Panel: Information Benefits and Statistical Challenges of Complex Multi-Armed Trials: Innovative Designs for Nuanced Questions
(Methods and Tools of Analysis)

Thursday, November 8, 2018: 1:45 PM-3:15 PM
Lincoln 3 - Exhibit Level (Marriott Wardman Park)

*Names in bold indicate Presenter

Panel Chairs:  Andrew P. Jaciw, Empirical Education, Inc.
Discussants:  Laura Peck, Abt Associates, Inc.


Using Behavioral Insights to Market a Workplace Safety Program: Evidence from a Multi-Armed Experiment
Randall Juras1, Amy Minzner2 and Jacob Alex Klerman1, (1)Abt Associates, Inc., (2)Community Science Inc.

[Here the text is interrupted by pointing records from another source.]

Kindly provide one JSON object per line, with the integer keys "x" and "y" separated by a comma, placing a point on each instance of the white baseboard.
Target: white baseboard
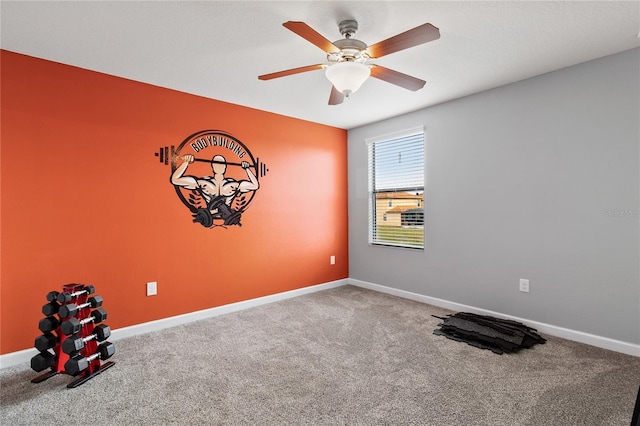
{"x": 577, "y": 336}
{"x": 24, "y": 356}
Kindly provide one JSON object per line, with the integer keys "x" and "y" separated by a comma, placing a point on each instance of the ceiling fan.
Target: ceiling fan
{"x": 348, "y": 58}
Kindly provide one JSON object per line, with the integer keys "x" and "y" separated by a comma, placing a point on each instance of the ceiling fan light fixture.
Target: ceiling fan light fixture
{"x": 347, "y": 77}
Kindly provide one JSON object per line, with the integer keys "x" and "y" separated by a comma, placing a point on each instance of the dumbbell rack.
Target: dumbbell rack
{"x": 95, "y": 366}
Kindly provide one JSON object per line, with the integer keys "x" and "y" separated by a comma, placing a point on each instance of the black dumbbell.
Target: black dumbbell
{"x": 45, "y": 341}
{"x": 52, "y": 296}
{"x": 72, "y": 309}
{"x": 66, "y": 297}
{"x": 74, "y": 343}
{"x": 74, "y": 325}
{"x": 78, "y": 364}
{"x": 48, "y": 324}
{"x": 50, "y": 308}
{"x": 42, "y": 361}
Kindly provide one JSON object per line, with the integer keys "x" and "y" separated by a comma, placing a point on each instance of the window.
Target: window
{"x": 396, "y": 189}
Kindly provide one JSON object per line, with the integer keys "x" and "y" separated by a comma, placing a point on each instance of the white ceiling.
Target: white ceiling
{"x": 217, "y": 49}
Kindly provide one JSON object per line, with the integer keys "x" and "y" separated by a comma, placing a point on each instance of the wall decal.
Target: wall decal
{"x": 215, "y": 176}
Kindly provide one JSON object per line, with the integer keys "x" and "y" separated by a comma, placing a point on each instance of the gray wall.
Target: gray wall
{"x": 539, "y": 179}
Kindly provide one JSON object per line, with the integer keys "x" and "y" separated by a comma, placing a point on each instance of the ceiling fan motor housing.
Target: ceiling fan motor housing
{"x": 351, "y": 50}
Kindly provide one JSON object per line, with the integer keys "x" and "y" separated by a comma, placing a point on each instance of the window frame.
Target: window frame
{"x": 371, "y": 191}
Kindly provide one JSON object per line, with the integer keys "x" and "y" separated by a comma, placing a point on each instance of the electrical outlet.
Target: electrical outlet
{"x": 152, "y": 288}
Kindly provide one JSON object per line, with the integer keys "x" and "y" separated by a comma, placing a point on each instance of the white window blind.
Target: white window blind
{"x": 396, "y": 189}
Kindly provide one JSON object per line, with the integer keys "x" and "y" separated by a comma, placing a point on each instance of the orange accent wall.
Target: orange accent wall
{"x": 84, "y": 200}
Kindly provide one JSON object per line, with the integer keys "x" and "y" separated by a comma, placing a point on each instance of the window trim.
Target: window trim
{"x": 371, "y": 210}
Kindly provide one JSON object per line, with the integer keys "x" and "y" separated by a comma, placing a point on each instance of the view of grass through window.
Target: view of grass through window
{"x": 396, "y": 189}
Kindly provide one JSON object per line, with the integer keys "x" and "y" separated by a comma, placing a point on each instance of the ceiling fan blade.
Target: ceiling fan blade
{"x": 418, "y": 35}
{"x": 336, "y": 97}
{"x": 311, "y": 35}
{"x": 291, "y": 71}
{"x": 397, "y": 78}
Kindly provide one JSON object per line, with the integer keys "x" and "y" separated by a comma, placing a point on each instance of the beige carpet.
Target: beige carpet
{"x": 345, "y": 356}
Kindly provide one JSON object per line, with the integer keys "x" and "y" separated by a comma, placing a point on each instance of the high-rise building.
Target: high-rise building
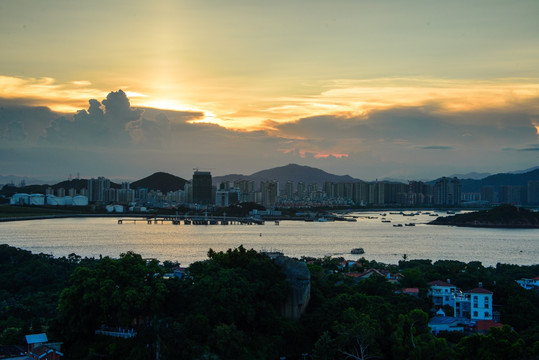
{"x": 96, "y": 189}
{"x": 300, "y": 190}
{"x": 533, "y": 192}
{"x": 447, "y": 191}
{"x": 487, "y": 194}
{"x": 202, "y": 188}
{"x": 289, "y": 189}
{"x": 270, "y": 192}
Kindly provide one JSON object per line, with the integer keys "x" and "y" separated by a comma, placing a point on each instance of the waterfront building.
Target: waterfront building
{"x": 289, "y": 190}
{"x": 447, "y": 191}
{"x": 511, "y": 194}
{"x": 202, "y": 188}
{"x": 488, "y": 194}
{"x": 227, "y": 197}
{"x": 475, "y": 304}
{"x": 270, "y": 192}
{"x": 300, "y": 190}
{"x": 533, "y": 192}
{"x": 96, "y": 189}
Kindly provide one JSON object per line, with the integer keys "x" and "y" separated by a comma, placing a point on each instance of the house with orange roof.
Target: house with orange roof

The proposed panel brings together researchers to present their work on recent innovations and extensions of multi-armed randomized designs. The intention of the session is to equip policy-makers and researchers with a deeper understanding of the multi-armed design’s potential to address complex policy-relevant questions. We start with a short review of the standard rationale and accepted benefits and challenges of conventional multi-armed experiments. Then, keeping these in mind, we address recent variants of multi-armed trials focusing on (1) what information gains we can obtain through the specific innovation being proposed and the kinds of specific policy-related questions the design variants address, and (2) what types of statistical challenges these multi-armed extension designs introduce, in terms of added material costs, challenges in implementation and statistical considerations of power and potential for bias.

 

Paper 1 demonstrates an approach that takes advantage of a multi-armed design to assess impacts of program components that are voluntary or based on encouragement. It focuses on estimation of the total combined effect, impact of the main treatment component, and the added value of the optional component;  Paper 2 describes a multi-armed design that accommodates both population and volunteer experiments allowing comparisons of results and tradeoffs in external validity, as well as consideration of the logistics of mounting each type of study and the necessary outreach efforts;  Paper 3 addresses how embedding three-arm random assignment sites in a conventional two-arm multi-site experiment permits calculation of the added value of specific treatment components. Paper 4 explores an ambitious partial factorial design that employs a very large sample allowing comparison of effects of different facets of a messaging and marketing strategy on increasing requests for services.  

 

Each of these multi-armed designs yields nuanced information about relative benefits of treatment arm alternatives, resulting in a greater yield of information to guide policy decisions and evaluation questions. However, complexification of multi-armed designs does not make the basic challenges of basic multi-armed designed, reviewed at the start of the presentation, such as concerns with statistical power from multiple comparisons, go away. Therefore each panel member will balance discussion of costs and benefits, and how they address the problem. The fundamental focus will be on making clear the circumstances under which the specific multi-arm designs provide advantages and what the trade-offs are to their use, with the goal of providing useful direction for evaluation and policy learning.